Tuesday’s meeting was the beginning of the process that will culminate on Nov. 14 when the council will likely approve the final budget. It could change from now until then.

That includes federal and state money from the COVID relief funds, grants to improve the city’s stormwater system, neighborhoods and its capital improvement projects on roads within the city. In total, there’ll be about $100 million spent on those capital projects of which $30 million will come from money the city has saved over the years. 

Next year’s budget also includes about $21.6 million in debt service payments for past borrowing by the city.

To offset that, the city brought in $291 million in revenue which doesn’t include the grants and the federal COVID money and doesn’t include the $30 million it used from its savings account.

It’s a planned reduction of the city’s reserves, said Kyle Cratty, the city’s finance director. The city was able to accumulate roughly $57 million in its general fund reserves. That’s 42% of the total general fund and well above the city’s policy of keeping 25% in reserve. The drawdown, Cratty said, was planned to keep city coffers close to that 25%.

Some of the grants the city will spend this year include:

  • $3.5 million in federal and state grants to rebuild Wisconsin Boulevard from McClure Avenue to Nebraska Avenue.
  • $4.7 million in state dollars for work on the MacArthur Highway corridor.
  • $5 million for Fire Station 16 which will include a second substation and a community center.

Newly elected At-Large Councilman Mike Vespa said the budget numbers are pretty much what he had expected.

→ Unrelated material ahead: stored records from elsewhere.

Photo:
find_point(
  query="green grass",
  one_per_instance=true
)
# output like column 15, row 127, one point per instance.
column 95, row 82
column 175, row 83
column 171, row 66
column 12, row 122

“I don’t have a lot to compare it to but the bottom line is that we do have costs going up, which isn’t shocking,” he said. “We have added positions, and we are also going to try to focus on tackling the police and fire pensions which are going to be a larger and larger piece of the picture in future years.”

To that end, City Manager Patrick Urich said this year’s budget fully funds the city’s obligations to the police and fire pension funds; items which have been an albatross around the city’s neck as the costs for those two items keeps increasing.

5th District Council Member Denis Cyr mentioned his concern about the spending increase in the budget during Tuesday’s council meeting.

“We started two years ago with a budget of about $220 million, we went to $260 million and now we are looking at $321 million, an increase of $100 million in two years,” said Cyr.

He continued, “For a small city like Peoria, to me, it’s just incredible.”

Peoria will write a check for roughly $30 million this year to cover its pension obligations. That’s about 22% of the general fund which covers the day-to-day operations of the city. By 2029, that number will rise to nearly $40 million, or roughly 31% of the general fund.

Strong revenue growth in 2023 will drop in 2024 as the economy normalizes. Property value are still high so Peoria will still get more bang for its buck when it comes to property taxes without raising rates.

Also in the 2024 budget are dollars for 13 positions that include a grant coordinator for public works, nine maintenance positions for stormwater improvements and a building inspector for the city’s Community Development department.

A few years ago, the city began adopting a two-year budget plan with the idea the second year, in this case 2025, would be more of a projection but would allow lawmakers to get a sense of where things were trending.

As such, numbers for 2025 show a decrease in overall spending as the last $10 million of federal COVID money is completely spent and other grants fall off the books.